嗜热蛋白中埋藏型和网络型盐桥（BNSB）的稳定性

Stability of buried and networked salt-bridges (BNSB)in thermophilic proteins.

作者信息

Bandyopadhyay Amal Kumar, Islam Rifat Nawaz Ul, Mitra Debanjan, Banerjee Sahini, Goswami Arunava

机构信息

Department of Biotechnology, University of Burdwan, Burdwan, West Bengal,India.

Department of Zoology, University of Burdwan,Burdwan, West Bengal,India.

出版信息

Bioinformation. 2019 Feb 3;15(1):61-67. doi: 10.6026/97320630015061. eCollection 2019.

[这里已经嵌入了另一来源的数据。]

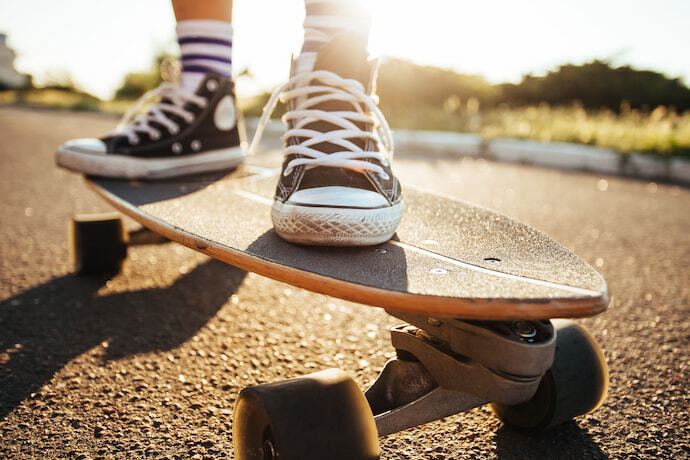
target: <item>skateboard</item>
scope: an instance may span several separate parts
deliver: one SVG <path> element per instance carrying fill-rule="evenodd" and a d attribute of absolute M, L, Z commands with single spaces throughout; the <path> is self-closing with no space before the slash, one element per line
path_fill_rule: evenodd
<path fill-rule="evenodd" d="M 144 227 L 228 264 L 399 318 L 396 357 L 362 392 L 330 369 L 243 389 L 233 421 L 244 458 L 377 458 L 378 438 L 491 404 L 536 431 L 596 409 L 603 354 L 572 320 L 604 311 L 603 278 L 545 234 L 489 209 L 415 188 L 394 237 L 372 247 L 309 247 L 272 229 L 279 170 L 161 182 L 86 177 Z M 128 234 L 116 216 L 73 220 L 79 271 L 117 270 Z"/>

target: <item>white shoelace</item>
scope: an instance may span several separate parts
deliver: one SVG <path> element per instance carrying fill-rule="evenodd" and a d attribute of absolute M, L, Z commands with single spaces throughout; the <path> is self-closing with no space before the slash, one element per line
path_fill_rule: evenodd
<path fill-rule="evenodd" d="M 311 94 L 317 96 L 309 97 Z M 284 175 L 297 166 L 306 165 L 307 168 L 317 166 L 329 166 L 347 168 L 360 173 L 374 172 L 384 179 L 388 174 L 379 165 L 366 161 L 368 158 L 377 159 L 387 166 L 393 159 L 393 135 L 385 117 L 376 106 L 376 102 L 366 94 L 364 86 L 357 80 L 342 78 L 339 75 L 318 70 L 304 72 L 295 75 L 283 86 L 277 88 L 268 103 L 264 107 L 263 114 L 256 128 L 256 134 L 249 147 L 249 155 L 252 155 L 263 135 L 264 127 L 271 113 L 275 109 L 278 100 L 289 103 L 294 100 L 295 107 L 283 115 L 283 122 L 292 122 L 293 127 L 285 132 L 283 140 L 291 137 L 305 138 L 298 145 L 289 145 L 285 148 L 285 155 L 299 154 L 304 158 L 296 158 L 290 161 Z M 353 110 L 325 111 L 313 107 L 326 101 L 344 101 L 352 104 Z M 367 110 L 363 109 L 363 107 Z M 304 126 L 316 122 L 325 121 L 340 129 L 322 133 Z M 372 132 L 360 129 L 355 123 L 373 125 Z M 378 146 L 377 152 L 363 150 L 349 139 L 369 139 Z M 329 142 L 342 147 L 342 151 L 323 153 L 312 146 Z M 384 152 L 385 155 L 381 152 Z"/>
<path fill-rule="evenodd" d="M 154 97 L 158 97 L 161 101 L 152 104 L 144 114 L 137 115 L 141 108 Z M 169 101 L 169 102 L 168 102 Z M 180 132 L 180 126 L 173 120 L 168 118 L 167 113 L 178 115 L 187 123 L 194 121 L 194 114 L 185 110 L 184 105 L 188 102 L 199 107 L 206 107 L 208 102 L 201 96 L 192 94 L 184 88 L 172 83 L 163 83 L 158 88 L 146 92 L 141 96 L 132 107 L 127 110 L 122 116 L 122 119 L 113 131 L 113 135 L 127 136 L 127 140 L 132 145 L 139 143 L 139 136 L 137 133 L 146 133 L 157 141 L 161 138 L 161 132 L 150 125 L 151 122 L 156 122 L 163 125 L 170 134 L 177 134 Z"/>

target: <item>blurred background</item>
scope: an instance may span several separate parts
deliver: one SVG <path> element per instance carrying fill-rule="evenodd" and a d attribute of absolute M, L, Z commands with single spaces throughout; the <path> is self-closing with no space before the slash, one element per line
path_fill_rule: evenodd
<path fill-rule="evenodd" d="M 372 0 L 394 128 L 690 157 L 687 0 Z M 235 0 L 242 110 L 302 41 L 302 0 Z M 121 113 L 178 52 L 167 0 L 2 0 L 0 104 Z M 279 116 L 279 112 L 276 116 Z"/>

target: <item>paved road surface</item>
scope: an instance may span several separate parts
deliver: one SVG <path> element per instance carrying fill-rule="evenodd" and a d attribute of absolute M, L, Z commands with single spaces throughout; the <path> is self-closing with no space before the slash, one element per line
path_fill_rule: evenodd
<path fill-rule="evenodd" d="M 393 354 L 397 321 L 381 310 L 172 243 L 134 247 L 109 280 L 72 273 L 68 219 L 107 208 L 53 152 L 114 122 L 0 109 L 0 457 L 232 456 L 241 388 L 333 366 L 367 385 Z M 583 323 L 605 350 L 610 392 L 539 436 L 479 408 L 382 439 L 383 458 L 689 457 L 690 191 L 419 157 L 398 159 L 404 183 L 517 217 L 600 268 L 613 305 Z"/>

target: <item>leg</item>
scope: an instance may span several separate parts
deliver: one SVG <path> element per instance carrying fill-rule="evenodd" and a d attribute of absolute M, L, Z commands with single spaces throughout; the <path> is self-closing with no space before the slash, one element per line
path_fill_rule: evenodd
<path fill-rule="evenodd" d="M 232 0 L 172 0 L 177 22 L 211 19 L 232 22 Z"/>
<path fill-rule="evenodd" d="M 366 48 L 371 18 L 357 0 L 304 0 L 304 44 L 297 61 L 298 72 L 313 65 L 321 47 L 342 33 L 356 34 L 359 45 Z"/>
<path fill-rule="evenodd" d="M 271 217 L 278 235 L 310 245 L 388 240 L 402 217 L 392 133 L 376 106 L 369 17 L 352 0 L 305 0 L 305 39 L 290 81 L 269 101 L 288 102 L 283 174 Z"/>
<path fill-rule="evenodd" d="M 232 0 L 173 0 L 180 84 L 163 83 L 144 115 L 142 97 L 118 129 L 58 148 L 58 165 L 86 174 L 161 179 L 229 169 L 242 162 L 231 80 Z"/>
<path fill-rule="evenodd" d="M 232 0 L 173 0 L 182 61 L 181 84 L 195 91 L 206 74 L 230 78 Z"/>

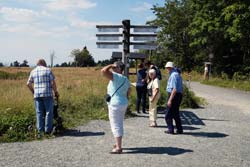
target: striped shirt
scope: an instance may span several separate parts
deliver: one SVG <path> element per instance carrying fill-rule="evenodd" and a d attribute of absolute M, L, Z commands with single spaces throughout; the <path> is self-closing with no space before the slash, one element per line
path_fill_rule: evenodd
<path fill-rule="evenodd" d="M 34 84 L 34 98 L 52 97 L 53 80 L 55 80 L 55 77 L 49 68 L 37 66 L 31 71 L 27 84 Z"/>

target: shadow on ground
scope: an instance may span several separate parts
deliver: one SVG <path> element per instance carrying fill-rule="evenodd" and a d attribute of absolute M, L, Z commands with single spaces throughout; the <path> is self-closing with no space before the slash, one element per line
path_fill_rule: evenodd
<path fill-rule="evenodd" d="M 157 108 L 157 112 L 159 114 L 165 114 L 166 108 L 160 107 Z M 181 122 L 183 125 L 184 135 L 191 135 L 194 137 L 206 137 L 206 138 L 223 138 L 227 137 L 227 134 L 219 133 L 219 132 L 185 132 L 185 130 L 197 130 L 200 128 L 193 127 L 192 125 L 200 125 L 206 126 L 204 121 L 229 121 L 229 120 L 221 120 L 221 119 L 210 119 L 210 118 L 199 118 L 195 113 L 191 111 L 180 111 Z M 166 125 L 158 126 L 158 128 L 167 128 Z"/>
<path fill-rule="evenodd" d="M 181 122 L 183 125 L 203 125 L 205 123 L 191 111 L 180 111 Z"/>
<path fill-rule="evenodd" d="M 177 147 L 135 147 L 123 148 L 125 154 L 168 154 L 179 155 L 193 150 L 177 148 Z"/>
<path fill-rule="evenodd" d="M 206 137 L 206 138 L 223 138 L 229 135 L 219 132 L 185 132 L 184 135 L 192 135 L 195 137 Z"/>
<path fill-rule="evenodd" d="M 167 129 L 167 125 L 158 125 L 156 128 L 166 128 Z M 198 130 L 198 129 L 200 129 L 200 128 L 193 127 L 193 126 L 182 126 L 182 128 L 183 128 L 183 130 Z"/>
<path fill-rule="evenodd" d="M 159 115 L 165 114 L 166 108 L 165 107 L 158 107 L 157 108 L 157 113 Z M 161 118 L 162 116 L 160 116 Z M 205 123 L 200 119 L 195 113 L 191 111 L 185 111 L 181 110 L 180 111 L 180 117 L 181 117 L 181 122 L 182 125 L 203 125 L 205 126 Z M 165 117 L 163 117 L 165 118 Z"/>
<path fill-rule="evenodd" d="M 105 134 L 104 132 L 89 132 L 89 131 L 81 132 L 76 129 L 70 129 L 65 131 L 62 136 L 84 137 L 84 136 L 102 136 L 104 134 Z"/>

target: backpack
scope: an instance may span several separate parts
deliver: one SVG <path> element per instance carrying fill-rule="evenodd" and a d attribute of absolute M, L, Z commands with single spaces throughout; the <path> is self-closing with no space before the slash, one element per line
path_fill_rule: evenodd
<path fill-rule="evenodd" d="M 162 76 L 161 76 L 161 70 L 157 67 L 157 66 L 153 66 L 152 69 L 154 69 L 156 71 L 156 76 L 159 80 L 162 79 Z"/>

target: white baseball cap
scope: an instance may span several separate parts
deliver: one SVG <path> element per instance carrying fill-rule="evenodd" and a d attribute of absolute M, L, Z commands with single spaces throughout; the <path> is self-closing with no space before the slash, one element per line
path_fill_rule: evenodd
<path fill-rule="evenodd" d="M 171 62 L 171 61 L 169 61 L 169 62 L 166 63 L 165 67 L 166 67 L 166 68 L 168 68 L 168 67 L 173 68 L 173 67 L 174 67 L 174 63 Z"/>

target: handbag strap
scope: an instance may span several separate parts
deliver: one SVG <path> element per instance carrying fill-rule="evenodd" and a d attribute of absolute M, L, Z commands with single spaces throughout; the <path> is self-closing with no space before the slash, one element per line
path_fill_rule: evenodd
<path fill-rule="evenodd" d="M 123 83 L 121 84 L 121 86 L 119 86 L 119 88 L 117 88 L 116 91 L 112 94 L 111 97 L 113 97 L 113 96 L 115 95 L 115 93 L 124 85 L 125 81 L 126 81 L 126 78 L 124 79 L 124 81 L 123 81 Z"/>

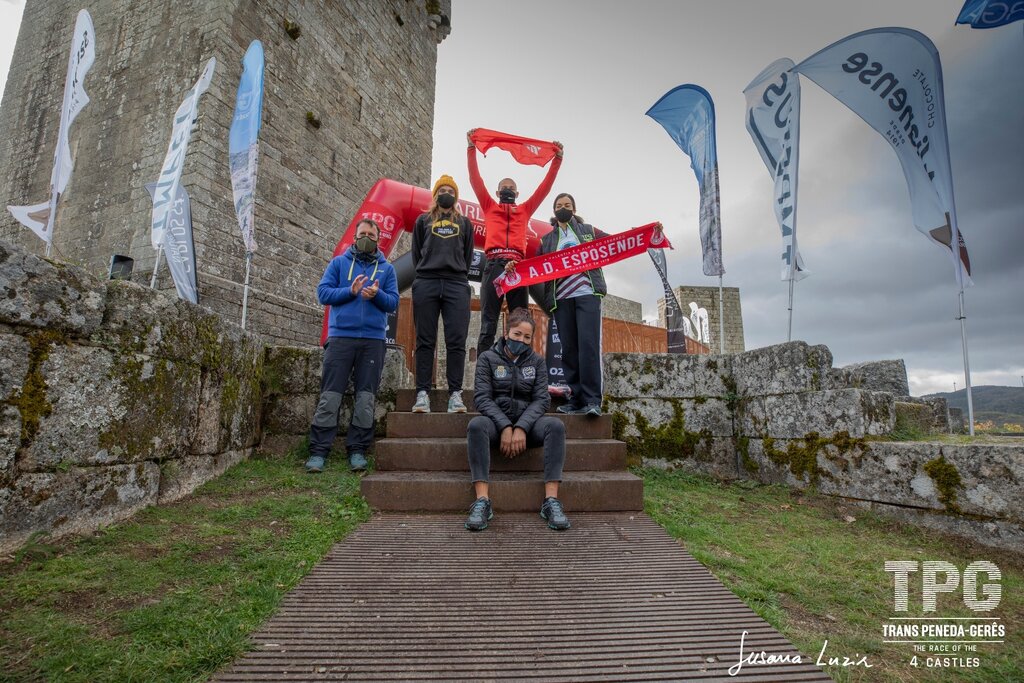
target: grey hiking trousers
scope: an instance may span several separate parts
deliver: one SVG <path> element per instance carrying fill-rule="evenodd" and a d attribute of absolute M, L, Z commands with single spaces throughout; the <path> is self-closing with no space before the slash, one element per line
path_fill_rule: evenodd
<path fill-rule="evenodd" d="M 487 481 L 491 472 L 491 446 L 497 446 L 501 442 L 501 434 L 494 420 L 484 415 L 474 417 L 469 421 L 467 440 L 469 471 L 473 475 L 473 481 Z M 565 464 L 565 425 L 561 420 L 550 415 L 539 418 L 526 433 L 526 446 L 544 446 L 545 482 L 562 481 L 562 466 Z"/>
<path fill-rule="evenodd" d="M 351 379 L 355 405 L 345 445 L 349 455 L 366 453 L 373 443 L 373 413 L 384 371 L 384 340 L 331 337 L 324 349 L 320 401 L 309 427 L 309 454 L 327 457 L 338 435 L 341 399 Z"/>

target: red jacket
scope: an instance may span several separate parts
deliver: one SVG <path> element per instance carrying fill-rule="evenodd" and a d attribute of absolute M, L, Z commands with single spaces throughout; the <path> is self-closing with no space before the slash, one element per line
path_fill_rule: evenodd
<path fill-rule="evenodd" d="M 491 257 L 509 258 L 521 261 L 526 256 L 526 226 L 555 184 L 555 176 L 562 166 L 562 157 L 556 156 L 548 167 L 548 173 L 533 195 L 522 204 L 501 204 L 484 186 L 480 178 L 480 167 L 476 161 L 476 147 L 467 149 L 469 154 L 469 183 L 473 186 L 476 199 L 484 213 L 484 253 Z"/>

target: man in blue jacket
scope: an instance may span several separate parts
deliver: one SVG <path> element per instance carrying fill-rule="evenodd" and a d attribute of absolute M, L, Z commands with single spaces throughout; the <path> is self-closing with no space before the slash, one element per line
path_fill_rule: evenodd
<path fill-rule="evenodd" d="M 353 471 L 366 469 L 366 450 L 373 443 L 374 400 L 384 371 L 384 339 L 388 313 L 398 308 L 395 269 L 377 250 L 380 226 L 372 220 L 356 226 L 355 243 L 327 264 L 316 288 L 330 306 L 320 402 L 309 428 L 307 472 L 321 472 L 338 434 L 341 397 L 349 379 L 355 384 L 355 405 L 345 444 Z"/>

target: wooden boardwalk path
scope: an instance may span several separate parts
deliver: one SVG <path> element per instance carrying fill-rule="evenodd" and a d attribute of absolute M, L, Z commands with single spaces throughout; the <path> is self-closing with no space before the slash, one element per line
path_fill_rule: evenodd
<path fill-rule="evenodd" d="M 647 515 L 384 513 L 283 600 L 218 681 L 828 681 Z"/>

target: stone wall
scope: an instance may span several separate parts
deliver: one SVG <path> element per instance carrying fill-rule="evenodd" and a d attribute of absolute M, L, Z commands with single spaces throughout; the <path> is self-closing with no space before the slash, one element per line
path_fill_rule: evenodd
<path fill-rule="evenodd" d="M 272 346 L 267 349 L 261 451 L 273 455 L 287 453 L 309 434 L 320 397 L 323 360 L 321 348 Z M 399 348 L 388 349 L 377 394 L 378 436 L 384 435 L 387 414 L 395 409 L 395 392 L 414 386 L 412 373 L 405 364 L 405 353 Z M 342 401 L 341 429 L 335 445 L 341 451 L 344 451 L 345 429 L 352 418 L 352 400 L 349 393 Z"/>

DOI:10.6026/97320630015061

PMID:31360001

原文链接:https://pmc.ncbi.nlm.nih.gov/articles/PMC6651030/

Abstract

Thermophilic proteins function at high temperature, unlike mesophilic proteins. Thermo-stability of these proteins is due to the unique buried and networked salt-bridge (BNSB). However, it is known that the desolvation cost of BNSB is too high compared to other favorable energy terms. Nonetheless, it is known that stability is provided generally by hydrophobic isosteres without the need for BNSB. We show in this analysis that the BNSB is the optimal evolutionary design of salt-bridge to offset desolvation cost efficiently. Hence, thermophilic proteins with a high level of BNSB provide thermo-stability.

摘要

与嗜温蛋白不同，嗜热蛋白在高温下发挥作用。这些蛋白的热稳定性归因于独特的埋藏式网络盐桥（BNSB）。然而，已知与其他有利的能量项相比，BNSB的去溶剂化成本过高。尽管如此，已知通常由疏水等排体提供稳定性，而无需BNSB。我们在本分析中表明，BNSB是盐桥的最佳进化设计，可有效抵消去溶剂化成本。因此，具有高水平BNSB的嗜热蛋白提供热稳定性。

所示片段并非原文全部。